Up until the union in 1968, the Evangelical United Brethren Church supported ministry in Sierra
Leone and Nigeria. In Sierra Leone the EUB mission became autonomous in 1968. In Nigeria, it
began as cooperation with the Sudan United Mission, forming the Muri Church in 1965. In 1980,
these autonomous churches in Sierra Leone and Nigeria joined The United Methodist Church.
General Conference then authorized the creation of a West Africa Central Conference,
comprising Liberia, Sierra Leone, and Nigeria.

4.2.4. UMC in Cote d’Ivoire

The United Methodist Church’s roots in Côte d’Ivoire date back to 1914, when William Wadé
Harris arrived in the country from neighboring Liberia.

In 1924, the Methodist Church was officially established in Côte d’Ivoire.

The church was related to the British Methodist Church for most of the 20th century, becoming
fully autonomous in 1985.

In 2004, The United Methodist Church’s top legislative assembly welcomed the Protestant
Methodist Church of Côte d’Ivoire into the denomination as a provisional annual conference.
Four years later, the assembly confirmed Côte d’Ivoire as an episcopal area of the denomination.
Boni, who had been president of the church since 1998, became bishop in 2005.
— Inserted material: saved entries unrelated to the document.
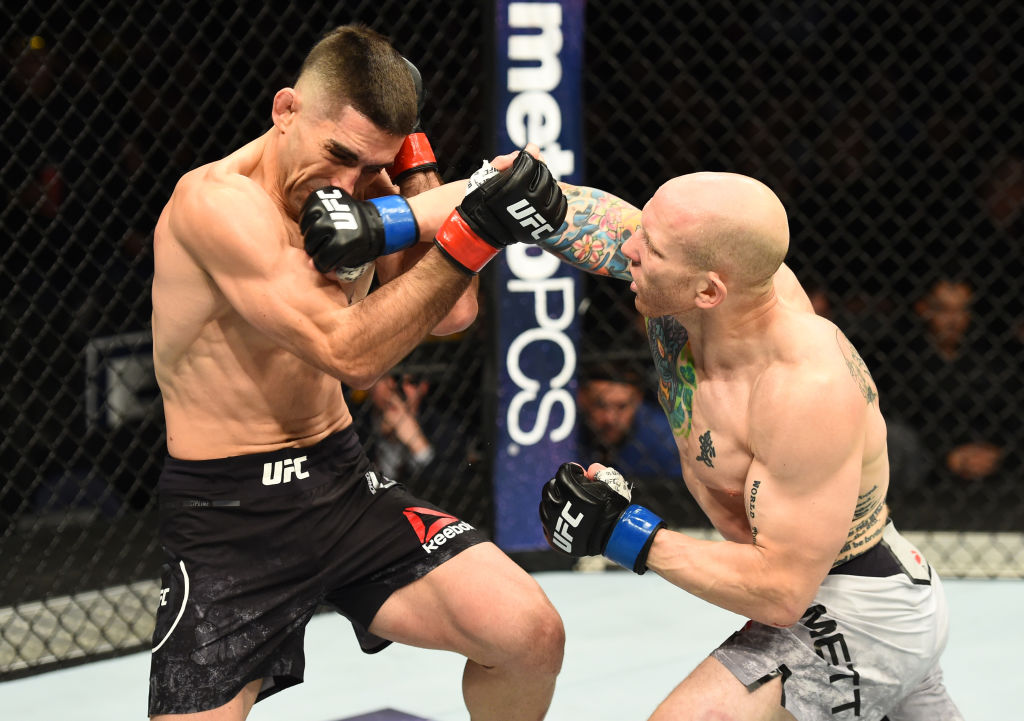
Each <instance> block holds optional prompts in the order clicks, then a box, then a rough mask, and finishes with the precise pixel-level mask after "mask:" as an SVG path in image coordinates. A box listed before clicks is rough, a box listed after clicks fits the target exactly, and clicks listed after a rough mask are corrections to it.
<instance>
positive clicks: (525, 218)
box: [505, 198, 555, 241]
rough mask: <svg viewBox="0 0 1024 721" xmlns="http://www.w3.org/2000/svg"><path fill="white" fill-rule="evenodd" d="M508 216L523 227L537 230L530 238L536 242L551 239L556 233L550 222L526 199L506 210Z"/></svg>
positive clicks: (509, 207) (530, 234)
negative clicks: (531, 205)
mask: <svg viewBox="0 0 1024 721" xmlns="http://www.w3.org/2000/svg"><path fill="white" fill-rule="evenodd" d="M505 210H507V211H508V214H509V215H511V216H512V217H513V218H515V219H516V220H518V221H519V224H520V225H522V226H523V227H526V228H529V227H534V228H537V229H536V230H534V231H532V232H531V234H530V236H531V237H532V238H534V240H535V241H540V240H543V239H545V238H550V237H551V236H552V235H554V232H555V228H553V227H551V225H549V224H548V222H547V221H546V220H545V219H544V216H542V215H541V214H540V213H538V212H537V209H536V208H534V206H531V205H530V204H529V201H527V200H526V199H525V198H523V199H522V200H521V201H518V202H516V203H513V204H512V205H510V206H508V207H507V208H505Z"/></svg>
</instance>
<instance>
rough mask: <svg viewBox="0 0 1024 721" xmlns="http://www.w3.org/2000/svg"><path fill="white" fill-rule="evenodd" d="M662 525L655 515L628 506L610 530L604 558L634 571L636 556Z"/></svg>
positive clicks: (660, 517) (658, 519)
mask: <svg viewBox="0 0 1024 721" xmlns="http://www.w3.org/2000/svg"><path fill="white" fill-rule="evenodd" d="M664 524H665V521H664V520H663V519H662V517H660V516H658V515H657V514H656V513H653V512H652V511H649V510H648V509H646V508H644V507H643V506H637V505H636V504H634V505H632V506H630V507H629V508H627V509H626V510H625V511H624V512H623V515H621V516H620V517H618V520H617V521H616V522H615V526H614V527H613V528H612V529H611V537H610V538H609V539H608V543H607V545H606V546H605V547H604V555H605V557H606V558H609V559H610V560H613V561H614V562H615V563H618V564H620V565H623V566H626V567H627V568H629V569H630V570H636V561H637V556H639V555H640V554H641V553H642V552H643V551H644V549H645V548H646V546H647V541H648V539H650V537H651V535H652V534H653V533H654V532H655V531H657V529H658V528H660V527H662V526H663V525H664ZM643 570H646V566H645V567H644V569H643ZM638 572H643V571H642V570H641V571H638Z"/></svg>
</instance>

The United Methodist mission extended to neighboring Senegal, and Cameroon,

4.2.5. UMC in Burundi and East Africa

In 1984, the Evangelical Episcopal Church of Burundi joined the UMC and became part of the
central conference of Africa. Its bishop NDoricimpa became a United Methodist bishop. Due to
the political situation, he fled to Kenya in 1994. Thus, the mission of the UMC began to spread
to Kenya, Rwanda, Tanzania, Uganda and Southern Sudan. These countries, except Tanzania,
became part of the East Africa Annual Conference and episcopal area.